Quarter-baked ideas for potential future baking:

  1. A procedure for '~shardifying'[1] an incoherent utility function into a coherent utility function by pushing preferences into conditionals. Example of an extreme case of this would be an ideal predictor (i.e. one which has successfully learned values fit to the predictive loss, not other goals, and does not exhibit internally motivated instrumental behavior) trained to perfectly predict the outputs of an incoherent agent.

    The ideal predictor model, being perfectly conditional, would share the same outputs but would retain coherence: inconsistencies in the original utility function are remapped to be conditional. Apparent preference cycles over world states are fine if the utility function isn't primarily concerned with world states. The ideal predictor is coherent by default- it doesn't need to work out any kinks to avoid stepping on its own toes.

    Upon entering a hypothetical capability-induced coherence death spiral, what does the original inconsistent agent do? Does it try to stick to object level preferences, forcing it to violate its previous preferences in some presumably minimized way?[2] Or does it punt things into conditionality to maintain behaviors implied by the original inconsistencies? Is that kind of shardification convergent?
  2. Is there a path to piggybacking on greed/noncompetitive inclinations for restricting compute access in governance? One example: NVIDIA already requires that data center customers purchase its vastly more expensive data center products. The driver licenses for the much cheaper gaming class hardware already do not permit use cases like "build a giant supercomputer for training big LLMs."

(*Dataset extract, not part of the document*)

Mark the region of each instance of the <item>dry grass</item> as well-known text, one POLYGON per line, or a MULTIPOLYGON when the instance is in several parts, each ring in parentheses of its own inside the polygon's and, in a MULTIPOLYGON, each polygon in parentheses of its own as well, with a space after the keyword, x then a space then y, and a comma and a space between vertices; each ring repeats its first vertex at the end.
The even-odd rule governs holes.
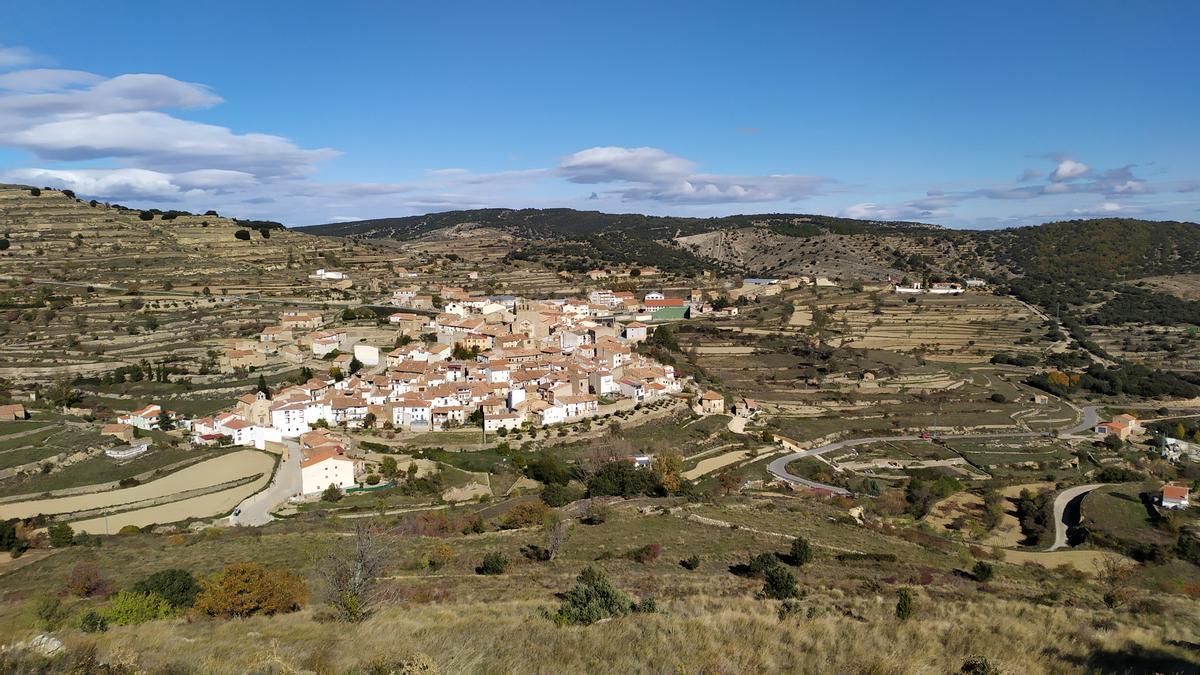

    Extending this to, say, having a dead man's switch built into the driver if the GPU installation hasn't received an appropriate signal recently (implying that the relevant regulatory entity has not been able to continue its audits of the installation and its use), the cluster simply dies.

    Modified drivers could bypass some of the restrictions, but some hardware involvement would make it more difficult. NVIDIA may already be doing this kind of hardware-level signing to ensure that only approved drivers can be used (I haven't checked). It's still possible in principle to bypass- the hardware and software are both in the hands of the enemy- but it would be annoying.

    Even if they don't currently do that sort of check, it would be relatively simple to add some form of it with a bit of lead time.

    By creating more regulatory hurdles that NVIDIA (or other future dominant ML hardware providers) can swallow without stumbling too badly, they get a bit of extra moat against up-and-comers. It'd be in their interest to get the government to add those regulations, and then they could extract a bit more profit from hyperscalers.
  1. ^

    I'm using the word "shard" here to just mean "a blob of conditionally activated preferences." It's probably importing some other nuances that might be confusing because I haven't read enough of shard theory things to catch where it doesn't work.

  2. ^

    This idea popped into my head during a conversation with someone working on how inconsistent utilities might be pushed towards coherence. It was at the Newspeak House the evening of the day after EAG London 2023. Unfortunately, I promptly forgot their name! (If you see this, hi, nice talking to you, and sorry!)

Another item for the todo list:

  1. Compile neural networks from fountains of autogenerated programs.
  2. Generate additional permutations by variously scrambling compiled neural networks.
  3. Generate more "natural" neural representations by training networks to predict the mapping implied by the original code.
  4. Train an interpreter to predict the original program from the neural network.

Naive implementation likely requires a fairly big CodeLlama-34b-Instruct-tier interpreter and can only operate on pretty limited programs, but it may produce something interesting. Trying to apply the resulting interpreter on circuits embedded in larger networks probably won't work, but... worth trying just to see what it does?

Might also be something interesting to be learned in spanning the gap between 'compiled' networks and trained networks. How close do they come to being affine equivalents? If not linear, what kind of transform is required (and how complicated is it)?